From: Daniel Phillips <phillips@innominate.de>
To: Tim Wright <timw@splhi.com>, linux-kernel@vger.kernel.org
Subject: Re: [RFC] Semaphores used for daemon wakeup
Date: Wed, 20 Dec 2000 02:34:56 +0100 [thread overview]
Message-ID: <3A400CC0.8F21D000@innominate.de> (raw)
In-Reply-To: <0012171922570J.00623@gimli> <20001218193405.A24041@scutter.internal.splhi.com> <3A3F5E74.3F1988AB@innominate.de> <20001219080759.A24812@scutter.internal.splhi.com>
Tim Wright wrote:
>
> Hi Daniel,
> On Tue, Dec 19, 2000 at 02:11:16PM +0100, Daniel Phillips wrote:
> [...]
> > I'm curious, is my method of avoiding the deadlock race the same as
> > yours? My solution is to keep a count of tasks that 'intend' to take
> > the down():
> >
> > atomic_inc(&bdflush_waiters);
> > up(&bdflush_request);
> > down(&bdflush_waiter);
> >
> > so that bdflush will issue the correct number of up's even if the waiter
> > has not yet gone to sleep. IOW, is your approach in DYNIX the same only
> > in spirit, or in detail?
> >
> > --
> > Daniel
>
> OK,
> this is not how we generally would achieve the goal, although the approach
> looks valid. We have a number of primitives available that are not currently
> used in Linux (unless I'm losing my eyesight :-)

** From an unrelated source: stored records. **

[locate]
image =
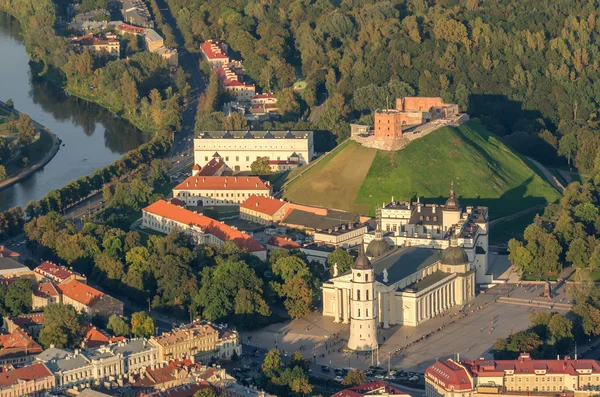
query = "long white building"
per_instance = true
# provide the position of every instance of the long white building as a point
(239, 149)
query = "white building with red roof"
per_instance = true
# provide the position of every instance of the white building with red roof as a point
(263, 210)
(522, 376)
(164, 217)
(220, 190)
(376, 388)
(215, 53)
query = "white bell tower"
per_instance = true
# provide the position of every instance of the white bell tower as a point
(363, 306)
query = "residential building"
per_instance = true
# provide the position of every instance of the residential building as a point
(32, 380)
(164, 217)
(277, 242)
(152, 40)
(220, 190)
(10, 268)
(80, 368)
(523, 376)
(214, 167)
(98, 44)
(32, 323)
(262, 210)
(89, 300)
(215, 53)
(48, 271)
(431, 225)
(44, 294)
(376, 388)
(18, 348)
(239, 149)
(135, 12)
(198, 339)
(233, 77)
(408, 285)
(187, 390)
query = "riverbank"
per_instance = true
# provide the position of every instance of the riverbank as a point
(38, 165)
(54, 78)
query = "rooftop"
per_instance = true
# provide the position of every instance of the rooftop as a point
(208, 225)
(29, 373)
(254, 135)
(404, 261)
(197, 182)
(264, 205)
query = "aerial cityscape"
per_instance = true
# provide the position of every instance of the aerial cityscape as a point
(202, 198)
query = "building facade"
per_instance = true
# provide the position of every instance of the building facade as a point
(164, 217)
(431, 225)
(239, 149)
(410, 286)
(453, 378)
(220, 190)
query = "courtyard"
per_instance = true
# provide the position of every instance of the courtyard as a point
(469, 331)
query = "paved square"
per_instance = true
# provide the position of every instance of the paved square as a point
(471, 332)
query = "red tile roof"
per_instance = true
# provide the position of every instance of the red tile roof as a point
(213, 50)
(80, 292)
(210, 168)
(6, 253)
(449, 374)
(208, 225)
(187, 390)
(368, 388)
(29, 373)
(222, 183)
(283, 242)
(54, 272)
(45, 289)
(264, 205)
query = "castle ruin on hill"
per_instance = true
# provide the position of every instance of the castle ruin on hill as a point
(413, 118)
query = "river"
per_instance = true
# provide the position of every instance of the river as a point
(92, 136)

> We use p_sema, and v_sema for down and up respectively (this was done many
> years ago, and the names are in deference to Edsger Dijkstra.

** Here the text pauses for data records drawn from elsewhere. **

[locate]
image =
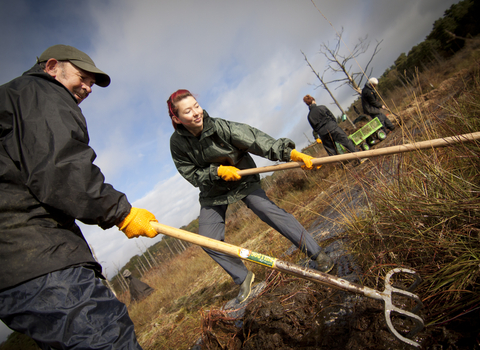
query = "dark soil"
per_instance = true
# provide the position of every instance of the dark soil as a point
(297, 314)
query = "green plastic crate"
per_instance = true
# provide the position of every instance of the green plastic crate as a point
(368, 129)
(359, 136)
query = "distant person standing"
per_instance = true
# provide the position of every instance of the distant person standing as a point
(138, 289)
(325, 126)
(50, 286)
(372, 106)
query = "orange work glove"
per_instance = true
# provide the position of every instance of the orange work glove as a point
(300, 157)
(228, 173)
(137, 223)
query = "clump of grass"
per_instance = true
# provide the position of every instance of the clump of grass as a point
(425, 212)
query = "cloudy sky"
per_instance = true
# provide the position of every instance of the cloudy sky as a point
(242, 59)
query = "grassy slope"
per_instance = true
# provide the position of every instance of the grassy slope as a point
(415, 212)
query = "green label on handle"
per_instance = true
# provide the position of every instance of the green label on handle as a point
(257, 257)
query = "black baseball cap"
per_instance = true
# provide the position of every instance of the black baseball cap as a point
(77, 58)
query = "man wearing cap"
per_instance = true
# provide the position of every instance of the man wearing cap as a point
(49, 284)
(372, 106)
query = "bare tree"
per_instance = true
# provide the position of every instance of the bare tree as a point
(341, 63)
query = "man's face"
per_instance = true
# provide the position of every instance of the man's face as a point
(76, 80)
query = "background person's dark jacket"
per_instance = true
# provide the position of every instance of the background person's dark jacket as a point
(370, 102)
(320, 117)
(223, 142)
(47, 180)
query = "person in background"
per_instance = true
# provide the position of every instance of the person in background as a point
(50, 287)
(326, 128)
(208, 152)
(372, 106)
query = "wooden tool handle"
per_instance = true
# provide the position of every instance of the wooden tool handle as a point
(447, 141)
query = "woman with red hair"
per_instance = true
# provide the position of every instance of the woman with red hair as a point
(208, 152)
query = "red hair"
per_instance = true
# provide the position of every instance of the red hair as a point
(308, 100)
(173, 99)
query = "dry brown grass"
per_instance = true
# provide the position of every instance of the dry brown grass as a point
(418, 205)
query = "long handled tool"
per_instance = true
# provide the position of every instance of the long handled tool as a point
(448, 141)
(316, 276)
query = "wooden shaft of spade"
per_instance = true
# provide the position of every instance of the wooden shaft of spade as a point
(429, 144)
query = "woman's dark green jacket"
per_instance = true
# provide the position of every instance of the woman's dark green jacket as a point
(223, 142)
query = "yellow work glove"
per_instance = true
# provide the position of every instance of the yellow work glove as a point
(300, 157)
(228, 173)
(137, 223)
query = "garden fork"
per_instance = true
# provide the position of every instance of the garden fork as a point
(317, 276)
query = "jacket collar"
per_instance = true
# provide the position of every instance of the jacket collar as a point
(208, 127)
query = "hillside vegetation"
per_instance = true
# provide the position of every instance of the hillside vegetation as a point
(419, 210)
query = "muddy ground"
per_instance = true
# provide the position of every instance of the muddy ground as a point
(290, 313)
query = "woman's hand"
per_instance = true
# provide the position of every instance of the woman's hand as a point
(300, 157)
(228, 173)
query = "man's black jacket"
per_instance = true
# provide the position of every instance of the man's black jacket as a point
(47, 180)
(370, 103)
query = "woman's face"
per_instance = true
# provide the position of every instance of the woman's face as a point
(190, 115)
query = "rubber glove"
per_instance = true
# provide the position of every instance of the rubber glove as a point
(228, 173)
(137, 223)
(300, 157)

> For normal semaphores (as opposed to read/writer or other variants), we have
> sema_t sema;
> init_sema(&sema, 1); /* initialize semaphore & set initial count */
> p_sema(&sema, PZERO); /* "grab" semaphore and set process priority */
> /* priority < PZERO == sleep uninterruptibly */
> v_sema(&sema); /* release semaphore (i.e. increment count) */
> cp_sema(&sema); /* Attempt to grab semaphore iff free else EBUSY */
> vall_sema(&sema); /* Wake up all sleepers on this semaphore */
> blocked_sema(&sema); /* boolean: any sleepers ? */
> p_sema_v_lock(&sema, priority, &lock); /* atomically release the lock AND */
> /* go to sleep on the semaphore */
>
> Simple spinlock primitives are similar (e.g. p_lock ...), but the last
> primitive above is the key to avoiding many races. The classic coding style
> in DYNIX/ptx (this for buffer allocation) is then:
>
> dmabuf_init(...);
> {
> ...
> init_sema(&dmabuf_wait, 0);
> init_lock(&dmabuf_mutex);
> ...
> }
>
> dmabuf_alloc(...)
> {
> spl_t saved_spl;
> ...
> while (1) {
> saved_spl = p_lock(&dmabuf_mutex, SPLSWP);
> attempt to grab a free buffer;
> if (success){
> v_lock(&dmabuf_mutex, saved_spl);
> return;
> } else {
> p_sema_v_lock(&dmabuf_wait, PSWP+1, &dmabuf_mutex);
> }
> }
> }
>
> dmabuf_free(...)
> {
> spl_t saved_spl;
> ...
> saved_spl = p_lock(&dmabuf_mutex, SPLHI);
> free up buffer;
> if (blocked_sema(&dmabuf_wait)) {
> vall_sema(&dmabuf_wait);
> }
> v_lock(&dmabuf_mutex, s);
> }
>
> As you can see, the spinlocks ensure no races, and the key is the atomicity
> of p_sema_v_lock(). No-one can race in and sleep on dmabuf_wait, because
> they have to hold dmabuf_mutex to do so. Exactly the same mechanism would
> work for the bdflush problem.
Yes, I see. There are a lot of similarities to the situation I
described. The main difference between this situation and bdflush is
that dmabuf_free isn't really waiting on dmabuf_alloc to fullfill a
condition (other than to get out of its exclusion region) while bdflush
can have n waiters.
If I could have a new primitive for this job it would be up_down(sem1,
sem2), atomic with respect to a sleeper on sem1. And please give me an
up_all for good measure. Then for a task wanting to wait on bdflush I
could write:
up_down(&bdflush_request, &bdflush_waiter);
And in bdflush, just:
up_all(&bdflush_waiter);
down(&bdflush_request);
But I found I could do the job with existing primitives so I did.
Originally I wrote:
int waiters = xchg(&bdflush_waiters.count, 0);
while (waiters--)
up(&bdflush_waiter);
which uses one less atomic op but, as Philip Rumpf pointed out to me,
doesn't work on Sparc. Oh well. On Intel, the extra read is
practically free. I could have gone at it by making a new primitive:
int atomic_read_and_clear(atomic_t *p)
{
int n = atomic_read(p);
atomic_sub(p, n);
return n;
}
and on arch i86 it would become:
#define atomic_read_and_clear(p) (xchg(p, 0))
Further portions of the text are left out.